Pourquoi la France et la Belgique sont-elles de contingents de jihadistes, loin devant le Royaume-Uni ? Selon des chercheurs américains, la conception de la laïcité défendue par l’Etat serait la cause principale.

C’est une étude américaine qui pose une véritable question : la conception française de la laïcité nourrit-elle l’extrémisme et le terrorisme ? Les chercheurs sont partis d’un constat irréfutable : la France et la Belgique ont les plus forts ratios de combattants jihadistes, rapporté au nombre d’habitants. « Aussi bizarre que cela puisse paraître, quatre des cinq pays enregistrant les plus forts taux de radicalisation dans le monde sont francophones, dont les deux premiers en Europe », ajoutent même les scientifiques américains. Ils ont donc tenté de trouver la raison d’un tel écart entre la France et le Royaume-Uni par exemple, où l’on compte tout de même 2,4 millions de musulmans.
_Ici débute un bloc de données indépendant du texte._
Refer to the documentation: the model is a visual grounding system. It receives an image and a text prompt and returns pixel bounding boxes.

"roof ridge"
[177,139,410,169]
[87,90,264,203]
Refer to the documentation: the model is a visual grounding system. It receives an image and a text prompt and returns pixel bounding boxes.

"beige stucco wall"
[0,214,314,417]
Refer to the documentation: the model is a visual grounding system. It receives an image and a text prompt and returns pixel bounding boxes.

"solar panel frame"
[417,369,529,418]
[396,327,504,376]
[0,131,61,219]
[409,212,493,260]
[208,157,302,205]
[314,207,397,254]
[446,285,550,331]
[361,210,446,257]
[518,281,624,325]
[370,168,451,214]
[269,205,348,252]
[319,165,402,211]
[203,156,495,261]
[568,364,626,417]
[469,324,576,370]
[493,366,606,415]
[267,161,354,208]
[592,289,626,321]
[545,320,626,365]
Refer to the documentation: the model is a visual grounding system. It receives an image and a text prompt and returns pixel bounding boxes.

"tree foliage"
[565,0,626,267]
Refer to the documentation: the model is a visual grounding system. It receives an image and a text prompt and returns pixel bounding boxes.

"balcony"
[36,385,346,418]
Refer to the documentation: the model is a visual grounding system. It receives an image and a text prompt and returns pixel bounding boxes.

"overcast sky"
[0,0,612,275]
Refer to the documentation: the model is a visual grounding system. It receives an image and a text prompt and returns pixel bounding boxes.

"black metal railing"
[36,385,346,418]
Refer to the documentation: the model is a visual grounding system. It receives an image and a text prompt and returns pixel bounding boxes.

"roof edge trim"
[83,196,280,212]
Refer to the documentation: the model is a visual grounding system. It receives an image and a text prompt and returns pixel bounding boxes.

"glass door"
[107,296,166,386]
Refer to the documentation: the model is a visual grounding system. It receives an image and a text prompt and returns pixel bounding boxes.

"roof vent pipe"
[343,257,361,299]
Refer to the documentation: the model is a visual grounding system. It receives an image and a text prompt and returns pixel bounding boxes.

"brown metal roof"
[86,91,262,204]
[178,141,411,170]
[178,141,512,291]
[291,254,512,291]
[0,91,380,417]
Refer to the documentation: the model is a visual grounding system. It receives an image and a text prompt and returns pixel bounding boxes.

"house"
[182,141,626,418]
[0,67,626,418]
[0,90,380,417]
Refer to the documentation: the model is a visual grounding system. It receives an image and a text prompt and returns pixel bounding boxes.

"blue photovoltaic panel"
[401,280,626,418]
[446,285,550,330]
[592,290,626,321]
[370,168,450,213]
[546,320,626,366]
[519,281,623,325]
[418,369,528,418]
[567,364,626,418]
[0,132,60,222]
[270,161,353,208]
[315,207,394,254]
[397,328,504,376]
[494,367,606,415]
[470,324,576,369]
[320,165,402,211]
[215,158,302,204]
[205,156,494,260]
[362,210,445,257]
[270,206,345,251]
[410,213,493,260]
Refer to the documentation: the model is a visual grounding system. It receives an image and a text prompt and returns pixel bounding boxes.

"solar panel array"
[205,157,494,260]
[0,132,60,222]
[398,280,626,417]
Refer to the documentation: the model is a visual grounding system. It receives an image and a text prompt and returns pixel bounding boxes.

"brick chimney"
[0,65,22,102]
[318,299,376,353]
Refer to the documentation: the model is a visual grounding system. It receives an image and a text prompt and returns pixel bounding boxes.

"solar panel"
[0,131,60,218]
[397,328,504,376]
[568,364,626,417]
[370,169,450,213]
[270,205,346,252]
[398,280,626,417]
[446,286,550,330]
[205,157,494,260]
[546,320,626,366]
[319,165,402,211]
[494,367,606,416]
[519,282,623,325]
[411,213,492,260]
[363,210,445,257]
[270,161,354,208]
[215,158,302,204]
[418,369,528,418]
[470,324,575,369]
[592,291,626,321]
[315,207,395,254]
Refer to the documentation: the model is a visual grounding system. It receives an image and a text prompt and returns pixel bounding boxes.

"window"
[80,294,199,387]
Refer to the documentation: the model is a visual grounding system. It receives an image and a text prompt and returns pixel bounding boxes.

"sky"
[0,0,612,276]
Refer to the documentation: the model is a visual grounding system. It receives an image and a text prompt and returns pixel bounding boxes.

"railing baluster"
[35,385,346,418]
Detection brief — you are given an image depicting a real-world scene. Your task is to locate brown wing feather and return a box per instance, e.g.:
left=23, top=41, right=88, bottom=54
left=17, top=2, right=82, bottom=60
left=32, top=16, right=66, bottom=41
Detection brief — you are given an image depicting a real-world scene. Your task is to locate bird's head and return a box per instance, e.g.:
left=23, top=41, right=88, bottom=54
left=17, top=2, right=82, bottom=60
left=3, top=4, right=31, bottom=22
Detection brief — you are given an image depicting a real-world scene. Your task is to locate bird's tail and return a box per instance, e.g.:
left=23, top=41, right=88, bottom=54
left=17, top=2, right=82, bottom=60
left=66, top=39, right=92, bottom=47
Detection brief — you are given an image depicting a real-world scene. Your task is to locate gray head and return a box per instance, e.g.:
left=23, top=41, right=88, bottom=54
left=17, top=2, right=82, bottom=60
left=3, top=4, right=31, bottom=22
Les musulmans réclament le droit à l’indifférence

« L’approche française de la laïcité est plus agressive que celle, entre autres, du Royaume-Uni. La France et la Belgique, par exemple, sont les deux seuls pays à interdire le port du voile intégral dans leurs écoles publiques », résument les chercheurs américains. Existe-t-il pour autant un lien de cause à effet ? En tout cas, « par habitant musulman, la Belgique produit nettement plus de combattants étrangers que le Royaume-Uni ou l’Arabie saoudite », font-ils remarquer. Si les chercheurs de la Brookings Institution pointent également le chômage et le taux d’urbanisation comme sources de radicalisation sunnite, lorsqu’ils sont combinés, ils n’hésitent pas à dénoncer « l’approche  française draconienne de la laïcité. »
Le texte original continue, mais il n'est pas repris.